The femoral nerve visualization was not easy with conventional MRI because the signal intensity of the nerve was comparable to that of the attached iliopsoas muscle. The femoral nerve is sometimes buried in the muscle and is difficult to identify with regular sequences. 3D-NerveVIEW suppresses the signals of the background structures, including blood vessels, muscles, and fat, resulting in nerve signal enhancement [19]. The interobserver reliabilities were almost perfect in this study, and the measurement was consistent with an anatomical study [20]. Additionally, images were acquired along the anterior pelvic plane and reconstructed to fix the coordinate system of the pelvis. This may contribute to the reliability of measurement.

Femoral blood vessel branches at the inguinal ligament level and runs on the iliopsoas muscle along with the femoral nerve. The nerve, artery, and vein are located from lateral to medial, and the femoral nerve is the closest to the hip joint [21]. An anatomical study reported that the femoral nerve was closest to the acetabular rim at a 90° (3 o’clock) position and the distance from the acetabular rim was positively associated with the iliopsoas muscle thickness [20]. Radiographic evaluation using MRI revealed that the distance between the femoral nerve and the hip joint is associated with a cross-sectional area of the iliopsoas muscle and became smaller in the case of muscle atrophy [8]. Another MRI study reported the difference in neurovascular geometry in the supine and lateral positions, and the distance of neurovascular bundle from the hip joint became closer in supine position [22]. They claimed that the risk of neurovascular injury was higher in the supine position. These studies suggest that the neurovascular bundle location is affected by multiple factors. To our knowledge, no prior study evaluated the effect of the leg position on the femoral neurovascular bundle in the DAA.

The present study revealed a significant change in the neurovascular bundle location in terms of the distance and angle according to the leg position, especially in supine with external rotation. The change in the angle was apparent in the nerve, artery, and vein although the change in the distance was clinically small.

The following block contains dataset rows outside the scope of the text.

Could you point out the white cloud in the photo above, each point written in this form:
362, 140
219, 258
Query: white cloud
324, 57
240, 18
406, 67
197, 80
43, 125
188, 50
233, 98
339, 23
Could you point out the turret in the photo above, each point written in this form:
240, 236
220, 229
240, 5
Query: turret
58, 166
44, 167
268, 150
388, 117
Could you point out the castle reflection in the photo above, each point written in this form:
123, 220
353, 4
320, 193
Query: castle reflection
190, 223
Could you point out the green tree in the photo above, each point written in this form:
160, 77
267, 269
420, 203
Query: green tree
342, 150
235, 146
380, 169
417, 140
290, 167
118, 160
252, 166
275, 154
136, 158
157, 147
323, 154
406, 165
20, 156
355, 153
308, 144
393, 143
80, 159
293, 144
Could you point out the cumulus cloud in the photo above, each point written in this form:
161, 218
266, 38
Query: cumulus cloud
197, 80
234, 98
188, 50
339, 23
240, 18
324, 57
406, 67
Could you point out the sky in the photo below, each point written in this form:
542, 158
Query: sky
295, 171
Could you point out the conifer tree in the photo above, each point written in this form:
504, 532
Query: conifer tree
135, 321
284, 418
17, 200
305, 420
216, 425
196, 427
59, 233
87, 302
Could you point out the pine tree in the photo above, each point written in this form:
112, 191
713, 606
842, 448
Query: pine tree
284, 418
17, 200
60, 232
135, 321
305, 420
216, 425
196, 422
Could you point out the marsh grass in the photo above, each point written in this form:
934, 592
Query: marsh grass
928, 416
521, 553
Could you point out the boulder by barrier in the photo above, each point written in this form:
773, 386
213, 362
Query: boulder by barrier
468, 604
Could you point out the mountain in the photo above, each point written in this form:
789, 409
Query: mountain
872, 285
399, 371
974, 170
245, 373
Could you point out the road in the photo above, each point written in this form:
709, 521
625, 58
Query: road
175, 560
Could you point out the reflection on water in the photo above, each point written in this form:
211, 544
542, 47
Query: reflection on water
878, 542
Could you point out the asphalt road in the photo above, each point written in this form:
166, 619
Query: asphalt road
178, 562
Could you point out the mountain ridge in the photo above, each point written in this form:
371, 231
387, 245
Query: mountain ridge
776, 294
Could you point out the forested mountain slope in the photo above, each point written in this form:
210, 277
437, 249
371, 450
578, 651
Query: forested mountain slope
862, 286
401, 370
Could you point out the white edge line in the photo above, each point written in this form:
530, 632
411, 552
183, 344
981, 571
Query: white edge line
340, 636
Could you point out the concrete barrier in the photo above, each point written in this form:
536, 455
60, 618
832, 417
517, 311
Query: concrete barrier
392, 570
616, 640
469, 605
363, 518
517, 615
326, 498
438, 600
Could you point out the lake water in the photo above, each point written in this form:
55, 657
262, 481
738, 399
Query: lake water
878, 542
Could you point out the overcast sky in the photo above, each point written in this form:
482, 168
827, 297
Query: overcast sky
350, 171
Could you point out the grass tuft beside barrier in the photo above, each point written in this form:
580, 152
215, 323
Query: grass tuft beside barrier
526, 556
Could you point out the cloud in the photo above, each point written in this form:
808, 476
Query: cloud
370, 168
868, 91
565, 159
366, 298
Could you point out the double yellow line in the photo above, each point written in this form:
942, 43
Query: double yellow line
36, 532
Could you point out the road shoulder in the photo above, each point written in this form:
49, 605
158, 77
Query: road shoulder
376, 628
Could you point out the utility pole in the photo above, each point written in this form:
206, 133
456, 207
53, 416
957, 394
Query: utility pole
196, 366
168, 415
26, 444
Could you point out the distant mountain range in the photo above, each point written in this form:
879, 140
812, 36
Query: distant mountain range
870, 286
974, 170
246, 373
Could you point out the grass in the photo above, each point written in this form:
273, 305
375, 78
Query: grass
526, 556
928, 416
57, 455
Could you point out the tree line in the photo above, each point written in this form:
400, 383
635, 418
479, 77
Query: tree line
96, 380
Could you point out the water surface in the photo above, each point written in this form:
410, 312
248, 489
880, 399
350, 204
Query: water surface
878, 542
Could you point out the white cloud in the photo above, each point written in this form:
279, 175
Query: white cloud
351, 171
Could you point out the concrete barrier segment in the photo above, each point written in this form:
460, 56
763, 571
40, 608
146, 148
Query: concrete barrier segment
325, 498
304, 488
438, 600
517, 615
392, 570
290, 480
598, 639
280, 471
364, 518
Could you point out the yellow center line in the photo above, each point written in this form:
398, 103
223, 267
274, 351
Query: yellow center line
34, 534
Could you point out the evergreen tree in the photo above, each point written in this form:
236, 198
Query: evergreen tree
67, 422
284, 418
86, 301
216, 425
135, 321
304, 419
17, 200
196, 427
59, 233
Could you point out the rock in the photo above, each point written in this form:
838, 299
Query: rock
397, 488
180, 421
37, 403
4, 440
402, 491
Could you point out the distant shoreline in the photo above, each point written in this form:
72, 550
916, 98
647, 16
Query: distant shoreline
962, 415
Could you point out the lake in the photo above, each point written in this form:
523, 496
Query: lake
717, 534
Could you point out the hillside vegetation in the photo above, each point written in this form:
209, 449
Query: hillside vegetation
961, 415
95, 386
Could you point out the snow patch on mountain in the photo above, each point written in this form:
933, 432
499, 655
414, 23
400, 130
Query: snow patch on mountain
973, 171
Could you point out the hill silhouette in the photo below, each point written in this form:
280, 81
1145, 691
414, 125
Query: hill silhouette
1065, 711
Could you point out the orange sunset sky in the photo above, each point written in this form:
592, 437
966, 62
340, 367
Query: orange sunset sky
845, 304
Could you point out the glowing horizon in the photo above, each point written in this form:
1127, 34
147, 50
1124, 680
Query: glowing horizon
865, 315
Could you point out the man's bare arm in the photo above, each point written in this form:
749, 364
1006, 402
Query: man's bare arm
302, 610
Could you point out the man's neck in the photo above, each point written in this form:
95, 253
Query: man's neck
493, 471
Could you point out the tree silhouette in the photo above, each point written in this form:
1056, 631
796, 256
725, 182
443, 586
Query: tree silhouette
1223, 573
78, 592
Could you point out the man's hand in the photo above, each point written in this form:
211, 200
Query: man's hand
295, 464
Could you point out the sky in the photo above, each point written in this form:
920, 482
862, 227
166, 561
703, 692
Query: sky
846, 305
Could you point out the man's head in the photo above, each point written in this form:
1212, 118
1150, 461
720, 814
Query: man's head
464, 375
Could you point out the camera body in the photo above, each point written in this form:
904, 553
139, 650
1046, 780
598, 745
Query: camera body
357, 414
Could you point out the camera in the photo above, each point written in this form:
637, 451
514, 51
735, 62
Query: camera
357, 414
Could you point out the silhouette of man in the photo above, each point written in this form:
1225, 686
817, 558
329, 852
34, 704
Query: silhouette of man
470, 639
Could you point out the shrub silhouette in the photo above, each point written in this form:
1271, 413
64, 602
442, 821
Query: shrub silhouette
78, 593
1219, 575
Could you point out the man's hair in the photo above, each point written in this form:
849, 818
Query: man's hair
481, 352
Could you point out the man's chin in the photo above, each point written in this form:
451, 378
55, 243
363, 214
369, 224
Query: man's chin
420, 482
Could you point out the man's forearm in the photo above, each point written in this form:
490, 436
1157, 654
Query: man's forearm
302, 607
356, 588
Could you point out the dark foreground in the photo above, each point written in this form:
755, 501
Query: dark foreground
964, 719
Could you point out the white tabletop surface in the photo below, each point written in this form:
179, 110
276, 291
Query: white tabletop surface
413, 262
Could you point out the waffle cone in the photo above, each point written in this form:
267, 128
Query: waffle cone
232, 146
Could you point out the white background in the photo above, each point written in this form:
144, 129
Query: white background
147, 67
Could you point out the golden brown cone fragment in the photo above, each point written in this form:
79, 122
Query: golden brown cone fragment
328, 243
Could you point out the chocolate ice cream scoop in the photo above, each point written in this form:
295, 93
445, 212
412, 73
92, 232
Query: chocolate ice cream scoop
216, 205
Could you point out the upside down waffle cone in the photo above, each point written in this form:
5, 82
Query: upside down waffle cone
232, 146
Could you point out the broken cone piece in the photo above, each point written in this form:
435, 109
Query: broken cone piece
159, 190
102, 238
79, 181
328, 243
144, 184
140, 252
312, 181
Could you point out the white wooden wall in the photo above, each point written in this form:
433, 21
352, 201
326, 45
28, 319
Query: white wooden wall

The neurovascular bundle moved from medial to lateral in the supine position with external rotation. The iliopsoas muscle attaches to the lesser trochanter and rotates the hip joint externally [21]. This motion may affect the change of neurovascular bundle location. The hip joint rotates externally at approximately 45° during the acetabular exposure; thus, the surgeon should pay attention to preventing the lateral movement of the retractor placement. The artery and nerve moved medially with the external rotation in the extension position. This may be attributed to the traction of these structures. Avoiding long-time exposure of the femur would be better based on the neurovascular protection because of the traction force. The result also can be applicable for anterolateral approach in supine position.

This study has several limitations. First, the participants were young healthy volunteers. THA is performed for elderly patients with osteoarthritis. Muscle atrophy and joint contracture may affect the neurovascular bundle movement. Second, the femoral head was not removed because it was a radiographic study. The femoral head was removed during the hip exposure, which allows complete external rotation, and the soft tissue tension can change. The difference can affect the distance and angle measurements.

Conclusions

Our study suggests that the external rotation and extension of the hip affects the femoral artery, vein, and nerve locations. These movements can be the risk of direct injury or traction. Therefore, recognizing the movement of the neurovascular bundle during hip exposure in supine position may be important for protection.